И если больной выздоравливал, она ходила сияющая и мрачнела, если её постигала неудача. О своих делах она рассказывала отцу, а тот лежал на диване, читал в это время, никак не реагируя на её слова. Вспомнил Василий, как медсестра тетя Гапа, когда он лежал в больнице, всегда уважительно говорила о Вере Ивановне, жалеючи смотрела на неё и осуждающе – на Василия. Все в больнице знали её беду, все сочувствовали. Один Васька Окунь, родной сын, был самым глухим и бесчувственным.

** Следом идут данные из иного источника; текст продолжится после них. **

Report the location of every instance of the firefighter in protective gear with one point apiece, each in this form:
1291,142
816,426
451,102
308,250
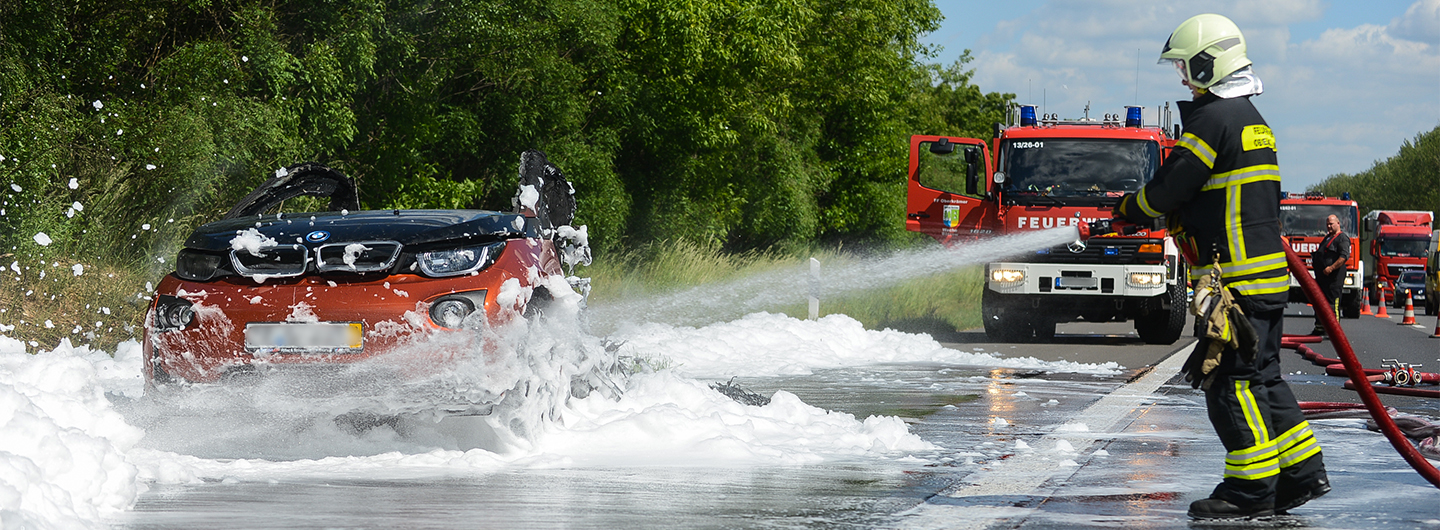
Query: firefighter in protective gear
1220,193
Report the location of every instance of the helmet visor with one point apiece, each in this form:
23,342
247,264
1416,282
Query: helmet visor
1180,68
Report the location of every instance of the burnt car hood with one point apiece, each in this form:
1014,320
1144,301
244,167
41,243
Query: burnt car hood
409,228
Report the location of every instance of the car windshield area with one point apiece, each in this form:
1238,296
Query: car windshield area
1403,248
1074,170
1309,219
1413,277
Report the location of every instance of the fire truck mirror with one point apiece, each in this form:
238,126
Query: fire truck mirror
972,162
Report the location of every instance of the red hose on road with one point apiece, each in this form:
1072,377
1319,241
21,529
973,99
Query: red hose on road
1357,373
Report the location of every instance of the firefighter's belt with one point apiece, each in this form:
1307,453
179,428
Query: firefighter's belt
1224,324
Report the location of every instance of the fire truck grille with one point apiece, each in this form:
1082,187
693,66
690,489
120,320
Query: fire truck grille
1118,252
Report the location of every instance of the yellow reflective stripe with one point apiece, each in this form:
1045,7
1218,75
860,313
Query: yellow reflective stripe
1269,467
1145,205
1306,450
1243,176
1234,223
1263,285
1252,409
1197,146
1250,455
1253,265
1296,445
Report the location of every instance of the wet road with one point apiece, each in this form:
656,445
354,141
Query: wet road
1017,448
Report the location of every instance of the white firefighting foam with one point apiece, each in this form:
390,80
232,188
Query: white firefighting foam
71,455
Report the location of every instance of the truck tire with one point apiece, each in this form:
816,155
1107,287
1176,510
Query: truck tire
1350,304
1002,324
1162,326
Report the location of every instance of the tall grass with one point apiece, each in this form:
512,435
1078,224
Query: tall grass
939,304
48,303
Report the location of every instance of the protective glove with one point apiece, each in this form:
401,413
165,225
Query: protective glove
1224,324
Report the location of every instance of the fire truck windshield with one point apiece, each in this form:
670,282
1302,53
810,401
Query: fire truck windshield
1086,169
1308,219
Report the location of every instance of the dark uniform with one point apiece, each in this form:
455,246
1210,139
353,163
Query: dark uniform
1332,248
1220,190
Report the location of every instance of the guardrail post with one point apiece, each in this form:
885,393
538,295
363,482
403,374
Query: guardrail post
814,288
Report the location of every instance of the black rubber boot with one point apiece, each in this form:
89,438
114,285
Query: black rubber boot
1290,500
1223,509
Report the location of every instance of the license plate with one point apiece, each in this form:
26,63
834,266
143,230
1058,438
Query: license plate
330,337
1077,283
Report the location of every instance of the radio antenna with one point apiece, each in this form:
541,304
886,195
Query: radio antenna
1136,75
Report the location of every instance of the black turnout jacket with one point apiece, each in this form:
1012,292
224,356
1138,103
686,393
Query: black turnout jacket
1220,192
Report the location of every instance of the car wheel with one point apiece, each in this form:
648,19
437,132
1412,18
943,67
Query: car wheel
1162,326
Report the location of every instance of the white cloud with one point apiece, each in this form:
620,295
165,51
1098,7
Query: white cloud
1420,22
1339,100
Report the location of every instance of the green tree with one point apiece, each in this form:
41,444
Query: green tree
1410,180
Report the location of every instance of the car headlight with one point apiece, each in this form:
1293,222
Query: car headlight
1146,278
1007,275
196,265
173,313
454,262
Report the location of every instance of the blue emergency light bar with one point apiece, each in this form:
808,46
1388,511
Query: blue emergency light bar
1132,115
1027,115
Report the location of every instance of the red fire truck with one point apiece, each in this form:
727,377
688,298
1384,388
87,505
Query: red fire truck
1046,173
1397,242
1302,225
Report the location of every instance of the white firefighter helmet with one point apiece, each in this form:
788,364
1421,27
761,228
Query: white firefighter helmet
1206,49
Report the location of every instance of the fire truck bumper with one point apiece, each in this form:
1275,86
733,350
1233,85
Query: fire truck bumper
1141,281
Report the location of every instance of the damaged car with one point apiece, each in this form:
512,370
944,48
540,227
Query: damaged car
267,291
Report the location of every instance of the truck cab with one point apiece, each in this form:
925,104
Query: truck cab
1398,242
1043,173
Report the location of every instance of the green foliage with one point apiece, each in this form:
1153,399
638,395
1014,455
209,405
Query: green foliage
938,304
1410,180
738,126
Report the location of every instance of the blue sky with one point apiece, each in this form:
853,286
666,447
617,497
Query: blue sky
1345,82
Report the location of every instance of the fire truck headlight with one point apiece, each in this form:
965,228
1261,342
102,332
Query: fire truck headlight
1007,275
1146,278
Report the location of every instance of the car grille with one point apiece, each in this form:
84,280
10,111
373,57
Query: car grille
359,257
284,261
271,261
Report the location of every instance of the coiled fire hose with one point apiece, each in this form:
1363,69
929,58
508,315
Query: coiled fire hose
1357,373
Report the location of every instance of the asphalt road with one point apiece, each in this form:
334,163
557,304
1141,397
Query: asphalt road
1374,342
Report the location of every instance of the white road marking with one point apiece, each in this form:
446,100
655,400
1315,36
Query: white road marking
1027,475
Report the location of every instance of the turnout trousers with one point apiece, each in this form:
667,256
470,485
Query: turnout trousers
1269,445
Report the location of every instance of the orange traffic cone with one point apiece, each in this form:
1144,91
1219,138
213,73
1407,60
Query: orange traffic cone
1410,310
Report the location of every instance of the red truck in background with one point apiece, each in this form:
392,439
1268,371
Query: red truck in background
1398,241
1302,225
1046,173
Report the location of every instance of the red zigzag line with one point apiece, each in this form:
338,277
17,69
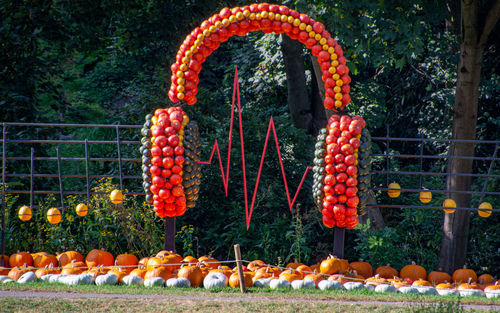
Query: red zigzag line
225,176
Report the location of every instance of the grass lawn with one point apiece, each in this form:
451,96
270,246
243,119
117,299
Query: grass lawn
231,300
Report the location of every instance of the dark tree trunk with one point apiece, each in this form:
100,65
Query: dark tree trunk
298,99
456,225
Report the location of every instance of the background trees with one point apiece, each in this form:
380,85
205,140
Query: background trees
107,62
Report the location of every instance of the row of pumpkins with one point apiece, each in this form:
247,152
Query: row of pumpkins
175,271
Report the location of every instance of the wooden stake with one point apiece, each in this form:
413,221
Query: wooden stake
237,254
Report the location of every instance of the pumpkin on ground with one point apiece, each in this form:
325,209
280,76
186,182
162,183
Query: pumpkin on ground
329,285
98,257
386,271
162,272
413,272
178,282
234,280
463,275
279,283
193,273
68,257
45,259
215,280
363,268
21,258
437,277
303,284
127,262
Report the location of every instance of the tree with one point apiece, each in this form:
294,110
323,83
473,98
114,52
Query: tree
477,19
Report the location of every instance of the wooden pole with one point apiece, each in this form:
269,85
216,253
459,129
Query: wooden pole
338,242
237,254
169,223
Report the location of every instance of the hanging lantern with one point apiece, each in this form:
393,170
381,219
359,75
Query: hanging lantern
54,216
116,196
425,196
486,209
394,193
450,203
25,213
81,209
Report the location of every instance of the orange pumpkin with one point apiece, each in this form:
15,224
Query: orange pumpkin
290,275
304,270
73,268
68,256
386,271
234,280
17,272
162,272
413,272
99,257
5,259
486,279
128,262
421,282
138,272
316,278
45,259
255,265
438,277
49,269
193,273
330,266
190,260
363,268
463,275
211,263
21,258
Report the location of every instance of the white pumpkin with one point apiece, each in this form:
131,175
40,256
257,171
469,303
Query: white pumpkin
385,288
54,278
27,277
107,279
154,281
471,293
447,292
279,283
132,280
492,294
427,290
408,290
329,285
215,280
262,283
86,279
353,285
369,287
3,277
178,282
303,284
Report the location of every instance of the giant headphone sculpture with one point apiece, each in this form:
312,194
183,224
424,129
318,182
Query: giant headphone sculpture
171,141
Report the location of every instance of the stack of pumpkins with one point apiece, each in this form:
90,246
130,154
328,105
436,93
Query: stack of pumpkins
172,270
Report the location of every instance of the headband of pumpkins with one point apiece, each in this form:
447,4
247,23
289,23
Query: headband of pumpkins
269,18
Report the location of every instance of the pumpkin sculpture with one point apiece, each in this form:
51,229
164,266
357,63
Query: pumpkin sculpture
463,275
386,271
437,277
413,272
193,273
68,257
99,257
363,268
21,258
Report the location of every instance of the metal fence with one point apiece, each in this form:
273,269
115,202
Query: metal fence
118,158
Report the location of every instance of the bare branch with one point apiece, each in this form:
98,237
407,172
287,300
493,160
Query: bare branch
491,20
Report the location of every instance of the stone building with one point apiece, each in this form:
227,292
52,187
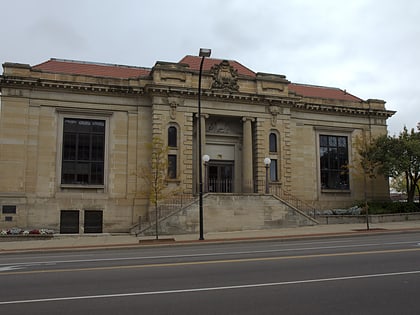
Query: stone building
75,143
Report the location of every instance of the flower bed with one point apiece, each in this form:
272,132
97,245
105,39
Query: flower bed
22,234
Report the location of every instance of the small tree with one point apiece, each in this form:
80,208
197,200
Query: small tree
368,165
397,156
155,174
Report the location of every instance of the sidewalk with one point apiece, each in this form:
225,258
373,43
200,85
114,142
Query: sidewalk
91,241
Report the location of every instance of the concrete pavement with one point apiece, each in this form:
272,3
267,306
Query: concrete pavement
91,241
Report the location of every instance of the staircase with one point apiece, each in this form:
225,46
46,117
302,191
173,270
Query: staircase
228,212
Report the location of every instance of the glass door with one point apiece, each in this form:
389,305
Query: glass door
220,176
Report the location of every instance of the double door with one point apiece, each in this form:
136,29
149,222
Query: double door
220,176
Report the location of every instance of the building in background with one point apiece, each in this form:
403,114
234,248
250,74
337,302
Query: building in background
75,140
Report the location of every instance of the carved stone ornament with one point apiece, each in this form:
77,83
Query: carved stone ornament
225,77
274,110
172,111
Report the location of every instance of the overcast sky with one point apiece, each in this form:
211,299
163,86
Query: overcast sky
371,48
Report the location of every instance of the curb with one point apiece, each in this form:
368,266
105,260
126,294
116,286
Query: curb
164,242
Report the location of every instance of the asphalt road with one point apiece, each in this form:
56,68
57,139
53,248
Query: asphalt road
360,275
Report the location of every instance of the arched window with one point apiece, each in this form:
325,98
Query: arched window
172,137
273,142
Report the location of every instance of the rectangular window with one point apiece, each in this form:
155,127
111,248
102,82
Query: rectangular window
172,166
9,209
83,151
273,170
333,152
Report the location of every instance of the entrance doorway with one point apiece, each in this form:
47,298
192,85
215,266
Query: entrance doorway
69,221
220,176
93,221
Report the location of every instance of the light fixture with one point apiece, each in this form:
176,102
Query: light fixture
205,52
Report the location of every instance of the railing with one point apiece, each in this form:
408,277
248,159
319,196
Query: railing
168,206
293,200
165,208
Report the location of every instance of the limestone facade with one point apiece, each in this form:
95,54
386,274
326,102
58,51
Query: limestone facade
75,139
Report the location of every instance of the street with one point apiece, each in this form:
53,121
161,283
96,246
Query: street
374,274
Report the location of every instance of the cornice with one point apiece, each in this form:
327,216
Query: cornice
340,109
30,83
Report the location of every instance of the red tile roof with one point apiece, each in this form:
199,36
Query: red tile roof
322,92
93,69
124,72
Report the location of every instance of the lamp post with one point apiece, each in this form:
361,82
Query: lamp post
206,159
204,52
267,163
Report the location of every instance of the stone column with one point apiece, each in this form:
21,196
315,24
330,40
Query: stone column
247,163
198,158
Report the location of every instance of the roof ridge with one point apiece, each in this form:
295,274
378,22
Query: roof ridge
94,63
318,86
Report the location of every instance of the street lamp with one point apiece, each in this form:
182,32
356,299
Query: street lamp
204,52
206,159
267,163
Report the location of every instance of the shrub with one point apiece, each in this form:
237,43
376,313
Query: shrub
388,207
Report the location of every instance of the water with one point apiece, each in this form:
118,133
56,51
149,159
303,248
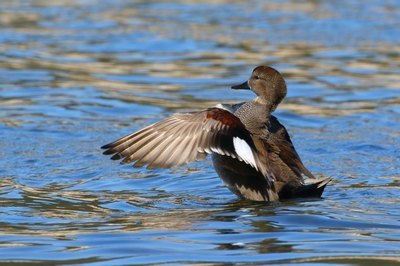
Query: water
75,75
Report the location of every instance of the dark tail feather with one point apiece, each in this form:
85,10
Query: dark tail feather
310,190
313,189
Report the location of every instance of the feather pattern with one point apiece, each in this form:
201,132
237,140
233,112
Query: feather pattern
184,138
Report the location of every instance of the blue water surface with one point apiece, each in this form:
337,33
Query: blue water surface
75,75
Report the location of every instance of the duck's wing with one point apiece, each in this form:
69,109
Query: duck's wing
283,147
184,138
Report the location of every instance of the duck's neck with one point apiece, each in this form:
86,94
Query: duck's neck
266,104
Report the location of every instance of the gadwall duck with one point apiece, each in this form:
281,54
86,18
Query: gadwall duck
251,151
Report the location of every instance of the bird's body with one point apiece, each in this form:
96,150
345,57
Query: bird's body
251,150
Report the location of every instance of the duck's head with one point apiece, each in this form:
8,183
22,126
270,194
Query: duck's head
267,83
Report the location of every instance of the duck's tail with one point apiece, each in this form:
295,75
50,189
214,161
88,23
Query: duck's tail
308,190
314,189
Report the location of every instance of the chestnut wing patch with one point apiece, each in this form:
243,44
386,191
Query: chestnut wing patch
184,138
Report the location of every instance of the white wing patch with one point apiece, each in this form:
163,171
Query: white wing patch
244,151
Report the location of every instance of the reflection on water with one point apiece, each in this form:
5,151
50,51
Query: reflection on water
76,74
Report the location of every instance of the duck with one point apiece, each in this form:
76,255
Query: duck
250,149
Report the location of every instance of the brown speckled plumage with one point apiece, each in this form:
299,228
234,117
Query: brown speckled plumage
251,151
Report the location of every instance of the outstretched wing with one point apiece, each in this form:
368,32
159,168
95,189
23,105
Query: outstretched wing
184,138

Василий тихонько подошел к Вере Ивановне, обхватил её сзади руками. Мать была намного ниже его, и Окунь упёрся подбородком в её макушку.

- С добрым утром, ма!

Вера Ивановна вздрогнула, оглянувшись, посмотрела на сына, как на пришельца с другой планеты, до того слова Василия сейчас были невероятны для неё:

- Ты что так рано проснулся? Случилось что?

- Да нет, ничего не случилось. - Окунь пожал плечами, улыбнулся. - Проснулся, смотрю, на кухне свет горит. Я  подумал, может, помочь тебе надо.

Вера Ивановна вдруг резко повернулась к нему спиной и выбежала из кухни.

Окунь постоял немного, обескураженный, затем направился следом за матерью. Зашёл в большую комнату, где они обычно принимали гостей, и увидел, что Вера Ивановна, сгорбившись, сидит на тахте, закрыв лицо ладонями. Окунь присел перед ней на корточки, осторожно отвёл руки от лица, заглянул ей в глаза, как делал это в первый год после отъезда отца:

- Ма, что с тобой? Ты плачешь? Да ведь я ничего такого не сделал, почему ты плачешь? Ма-ма-а... Ну, что с тобой?!